Abstract

Temozolomide (TMZ) is important chemotherapy for glioblastoma multiforme (GBM), but the optimal dosing schedule is unclear. The efficacies of different clinically relevant dosing regimens were compared in a panel of 7 primary GBM xenografts in an intracranial therapy evaluation model. Protracted TMZ therapy (TMZ daily M-F, 3 wk every 4) provided superior survival to a placebo-treated group in 1 of 4 O(6)-DNA methylguanine-methyltransferase (MGMT) promoter hypermethylated lines (GBM12) and none of the 3 MGMT unmethylated lines, while standard therapy (TMZ daily M-F, 1 wk every 4) provided superior survival to the placebo-treated group in 2 of 3 MGMT unmethylated lines (GBM14 and GBM43) and none of the methylated lines.
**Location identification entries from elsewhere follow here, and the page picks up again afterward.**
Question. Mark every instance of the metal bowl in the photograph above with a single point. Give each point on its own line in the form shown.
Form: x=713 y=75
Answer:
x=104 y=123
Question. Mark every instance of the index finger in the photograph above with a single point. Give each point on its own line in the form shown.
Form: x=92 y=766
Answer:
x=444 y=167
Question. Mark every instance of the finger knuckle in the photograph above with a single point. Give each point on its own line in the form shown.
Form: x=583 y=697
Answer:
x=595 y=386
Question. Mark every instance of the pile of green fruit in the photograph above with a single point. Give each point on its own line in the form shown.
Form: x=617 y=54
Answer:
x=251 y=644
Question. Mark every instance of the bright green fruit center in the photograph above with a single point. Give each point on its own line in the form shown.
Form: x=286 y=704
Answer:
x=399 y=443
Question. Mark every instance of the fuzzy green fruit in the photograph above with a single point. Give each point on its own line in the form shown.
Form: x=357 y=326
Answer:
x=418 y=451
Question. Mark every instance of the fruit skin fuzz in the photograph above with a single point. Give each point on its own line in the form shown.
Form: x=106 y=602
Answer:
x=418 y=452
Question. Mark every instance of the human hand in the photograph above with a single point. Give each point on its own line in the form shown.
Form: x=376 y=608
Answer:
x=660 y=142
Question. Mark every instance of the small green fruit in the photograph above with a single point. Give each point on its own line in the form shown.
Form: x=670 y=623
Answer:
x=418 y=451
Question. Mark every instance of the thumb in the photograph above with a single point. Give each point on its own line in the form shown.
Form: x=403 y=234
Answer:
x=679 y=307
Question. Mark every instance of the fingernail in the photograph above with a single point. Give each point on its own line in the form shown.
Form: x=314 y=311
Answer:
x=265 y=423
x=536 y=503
In comparing GBM12, GBM14, and GBM43 intracranial specimens, both GBM14 and GBM43 mice treated with protracted TMZ had a significant elevation in MGMT levels compared with placebo. Similarly, high MGMT was found in a second model of acquired TMZ resistance in GBM14 flank xenografts, and resistance was reversed in vitro by treatment with the MGMT inhibitor O(6)-benzylguanine, demonstrating a mechanistic link between MGMT overexpression and TMZ resistance in this line. Additionally, in an analysis of gene expression data, comparison of parental and TMZ-resistant GBM14 demonstrated enrichment of functional ontologies for cell cycle control within the S, G2, and M phases of the cell cycle and DNA damage checkpoints. Across the 7 tumor models studied, there was no consistent difference between protracted and standard TMZ regimens. The efficacy of protracted TMZ regimens may be limited in a subset of MGMT unmethylated tumors by induction of MGMT expression.